Feature Memento Command
Purpose Save State Execute Action
Undo Snapshot Restore Reverse Action
Focus State Behavior

Memento vs Prototype

Feature Memento Prototype
Goal Restore State Clone Objects
Focus History Copy Creation
Usage Undo Object Duplication

Real Enterprise Architecture

flowchart LR
    A[Application]
    B[Originator]
    C[Memento Store]
    D[Restore Service]

    A --> B
    B --> C
    C --> D

Interview Questions

What is Memento Pattern?

A behavioral pattern that captures and restores an object's state.


What Problem Does It Solve?

Undo and rollback functionality.


What are the Main Components?

Originator

Memento

Caretaker

Real World Example?

Text Editor Undo Functionality.


Enterprise Example?

Transaction Rollback.


Does Memento Break Encapsulation?

No.
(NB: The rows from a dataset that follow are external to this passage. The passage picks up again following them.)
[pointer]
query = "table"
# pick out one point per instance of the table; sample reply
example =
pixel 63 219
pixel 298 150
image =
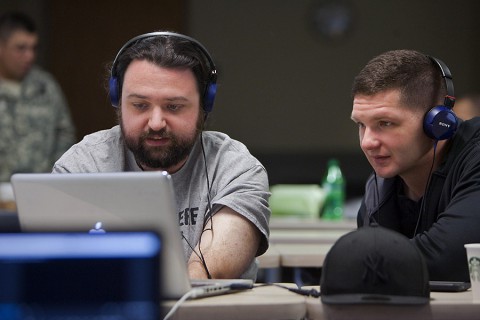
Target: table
pixel 306 236
pixel 295 223
pixel 443 305
pixel 278 303
pixel 265 302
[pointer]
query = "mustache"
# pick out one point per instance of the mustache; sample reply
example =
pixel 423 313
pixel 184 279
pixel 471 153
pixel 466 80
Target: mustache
pixel 152 133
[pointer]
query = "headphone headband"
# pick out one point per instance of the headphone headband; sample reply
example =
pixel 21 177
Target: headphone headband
pixel 210 89
pixel 449 100
pixel 440 122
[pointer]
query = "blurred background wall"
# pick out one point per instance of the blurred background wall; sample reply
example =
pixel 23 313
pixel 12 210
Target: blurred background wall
pixel 285 67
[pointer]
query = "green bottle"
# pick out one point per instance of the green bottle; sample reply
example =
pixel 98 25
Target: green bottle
pixel 334 186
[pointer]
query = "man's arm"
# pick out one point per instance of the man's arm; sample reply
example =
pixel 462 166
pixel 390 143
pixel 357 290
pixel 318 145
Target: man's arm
pixel 228 249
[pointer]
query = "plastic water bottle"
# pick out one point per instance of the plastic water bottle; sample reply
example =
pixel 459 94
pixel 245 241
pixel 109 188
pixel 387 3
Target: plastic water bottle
pixel 334 186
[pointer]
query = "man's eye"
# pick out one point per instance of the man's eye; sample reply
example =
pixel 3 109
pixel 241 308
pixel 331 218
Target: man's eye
pixel 385 123
pixel 173 107
pixel 140 106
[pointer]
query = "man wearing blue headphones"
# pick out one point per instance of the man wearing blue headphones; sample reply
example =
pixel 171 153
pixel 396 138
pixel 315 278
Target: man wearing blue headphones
pixel 426 180
pixel 163 85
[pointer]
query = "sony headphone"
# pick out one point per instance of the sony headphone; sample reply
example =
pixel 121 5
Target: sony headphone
pixel 440 122
pixel 208 96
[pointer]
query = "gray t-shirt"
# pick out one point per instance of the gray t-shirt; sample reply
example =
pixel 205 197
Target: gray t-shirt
pixel 236 179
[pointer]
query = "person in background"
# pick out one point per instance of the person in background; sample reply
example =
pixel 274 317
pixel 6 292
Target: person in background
pixel 35 123
pixel 163 85
pixel 468 106
pixel 426 161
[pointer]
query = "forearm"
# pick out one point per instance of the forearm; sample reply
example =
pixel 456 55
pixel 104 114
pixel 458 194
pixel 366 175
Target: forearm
pixel 228 247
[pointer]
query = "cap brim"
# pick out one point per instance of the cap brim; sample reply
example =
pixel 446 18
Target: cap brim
pixel 373 299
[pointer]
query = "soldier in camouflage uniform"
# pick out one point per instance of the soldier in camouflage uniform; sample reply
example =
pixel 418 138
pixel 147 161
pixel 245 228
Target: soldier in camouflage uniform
pixel 35 123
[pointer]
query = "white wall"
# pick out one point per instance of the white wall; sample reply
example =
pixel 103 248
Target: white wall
pixel 282 88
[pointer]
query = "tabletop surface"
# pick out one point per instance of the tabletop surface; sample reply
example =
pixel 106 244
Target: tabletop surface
pixel 271 302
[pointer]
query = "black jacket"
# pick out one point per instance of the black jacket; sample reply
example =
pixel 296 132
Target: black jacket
pixel 451 207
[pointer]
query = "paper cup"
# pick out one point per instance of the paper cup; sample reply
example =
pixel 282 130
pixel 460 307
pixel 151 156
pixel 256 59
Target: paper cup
pixel 473 257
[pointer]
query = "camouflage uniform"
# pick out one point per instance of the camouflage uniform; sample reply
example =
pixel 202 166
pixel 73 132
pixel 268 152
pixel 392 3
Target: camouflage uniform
pixel 35 125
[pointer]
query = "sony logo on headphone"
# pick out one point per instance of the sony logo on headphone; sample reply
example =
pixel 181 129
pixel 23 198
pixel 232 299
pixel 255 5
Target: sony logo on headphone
pixel 443 124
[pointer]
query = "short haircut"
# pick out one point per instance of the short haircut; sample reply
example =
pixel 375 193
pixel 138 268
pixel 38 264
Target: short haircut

State is restored without exposing internal details.


Difference Between Command and Memento?

Command stores actions.

Memento stores state.


Key Takeaways

  • Memento is a Behavioral Design Pattern.
  • Captures and restores object state.
  • Widely used for Undo and Rollback operations.
  • Consists of Originator, Memento, and Caretaker.
  • Common in editors, games, workflow engines, and transaction systems.
  • Supports history management without violating encapsulation.
  • Essential pattern for state recovery and versioning systems.